La protesta stamani in via Figlia di Jorio, dopo la demolizione di un edificio «Vanno tutelati i luoghi identitari della città». Il Comune: i vincoli già ci sono
PESCARA. Illustrare le azioni legali in atto e continuare a chiedere al Comune e alla Soprintendenza ai Beni architettonici e paesaggistici di attivare gli strumenti di salvaguardia della storia e della memoria collettiva della città.
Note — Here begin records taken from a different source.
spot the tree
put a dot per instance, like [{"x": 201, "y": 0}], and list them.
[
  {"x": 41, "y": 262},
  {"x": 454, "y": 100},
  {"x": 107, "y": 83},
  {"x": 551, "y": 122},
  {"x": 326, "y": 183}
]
Queste le ragioni del sit-in di protesta che metteranno in atto questa mattina alle ore 11 in via Figlia di Jorio, ai numeri civici 21/27, le associazioni impegnate nella difesa del patrimonio architettonico-identitario della pineta dannunziana: Italia Nostra, Archeoclub, Ville e Palazzi dannunziani, Mila donnambiente ed Ecosistituto Abruzzo. Sotto accusa un cantiere che ha visto la demolizione di un villino degli anni Venti dello scorso secolo e uno gemello, adiacente al primo, dovrebbe subire la stessa sorte entro breve. «Cerchiamo di salvare almeno il secondo villino, il cui nome storico è Villa Rina», spiega l’architetto Anita Boccuccia, «vogliamo accendere un faro su quanto sta avvenendo ovvero la distruzione della memoria storica, e l’eliminazione dei luoghi identitari, come la città giardino pensata da Liberi che caratterizza ancora oggi la pineta dove le sagome delle case sono minoritarie, circa un quarto, rispetto al giardino che le circonda. In altre parti si salvano le strutture storiche, a Pescara accade il contrario. Si dovrebbe consentire in quella zona le sole ristrutturazioni. È intervenuto il decreto Sviluppo che prevede delle zone franche, delle aree di pregio o per nuclei o centri storici, ma non è stata prevista questa tutela da parte di enti come soprintendenza e Comune, che dovrebbero inserire aree come questa nel nucleo storico come zona di pregio, quindi al di fuori degli aumenti di cubatura». «Noi stiamo già ragionando sotto il profilo urbanistico», spiega l’assessore all’Urbanistica, Loredana Scotolati, «ci sono ville liberty già sottoposte a vincoli per il loro valore paesaggistico e architettonico, bisogna capire rispetto a strutture storiche che non abbiano un valore architettonico come porre in atto delle tutele e come conservare il rapporto tra le abitazioni e il verde».